Language models learn rare syntactic phenomena, but it has been argued that they rely on rote memorization, as opposed to grammatical generalization. Training on a corpus of human-scale in size (100M words), we iteratively trained transformer language models on systematically manipulated corpora and then evaluated their learning of a particular rare grammatical phenomenon: the English Article+Adjective+Numeral+Noun (AANN) construction (a beautiful five days''). We first compared how well this construction was learned on the default corpus relative to a counterfactual corpus in which the AANN sentences were removed. AANNs were still learned better than systematically perturbed variants of the construction. Using additional counterfactual corpora, we suggest that this learning occurs through generalization from related constructions (e.g.,
a few days''). An additional experiment showed that this learning is enhanced when there is more variability in the input. Taken together, our results provide an existence proof that models learn rare grammatical phenomena by generalization from less rare phenomena. Code available at https://github.com/kanishkamisra/aannalysis
The study investigates transformer-based language models' ability to learn the rare AANN (Article+Adjective+Numeral+Noun) construction using a 100 million word corpus.
Models could generalize the AANN construction from related, more common constructions, despite reduced performance when AANN instances were removed from training data.
Variability in training data and exposure to a broad range of AANN instances enhanced the models’ learning and generalization capabilities.
Findings suggest language models’ learning of grammatical constructions is based on statistical learning rather than memorization, with implications for both machine learning and linguistic theory.
Recent developments in the field of computational linguistics have highlighted the capabilities of language models to learn and generalize from linguistic input. This article discusses a study that investigates the ability of transformer-based language models to learn a specific rare grammatical phenomenon, the English Article+Adjective+Numeral+Noun (AANN) construction, through systematic manipulation of the training data.

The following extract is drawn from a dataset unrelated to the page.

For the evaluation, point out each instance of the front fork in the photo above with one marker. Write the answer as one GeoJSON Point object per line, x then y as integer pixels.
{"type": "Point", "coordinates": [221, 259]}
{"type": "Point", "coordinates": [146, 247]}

The core of the study involves training language models on a corpus that approximates a human-scale linguistic input (100 million words), with and without exposure to instances of the AANN construction. The training was followed by evaluating the models' performance on AANN as well as on purposefully perturbed variants of the construction, to assess the generality of the learning. The findings lend credence to the hypothesis that models can abstract grammatical principles from related, more common constructions, thereby demonstrating an ability to generalize beyond direct experience.
The study presents compelling evidence that language models, even when trained on data of a scale comparable to that encountered by human learners, can generalize and learn rare grammatical constructions. This has significant implications:
In future work, extending this approach to a broader set of rare constructions could provide deeper insights into the learning capacities of language models and the linguistic principles that underpin language acquisition. Moreover, studies that bridge the gap between grammatical form learning and semantic understanding could offer a more holistic view of language comprehension in machine learning models.
In conclusion, this research contributes to the ongoing exploration of how language models learn and generalize, demonstrating that with the right exposure and data manipulation, even rare syntactic phenomena are within the grasp of current language technologies.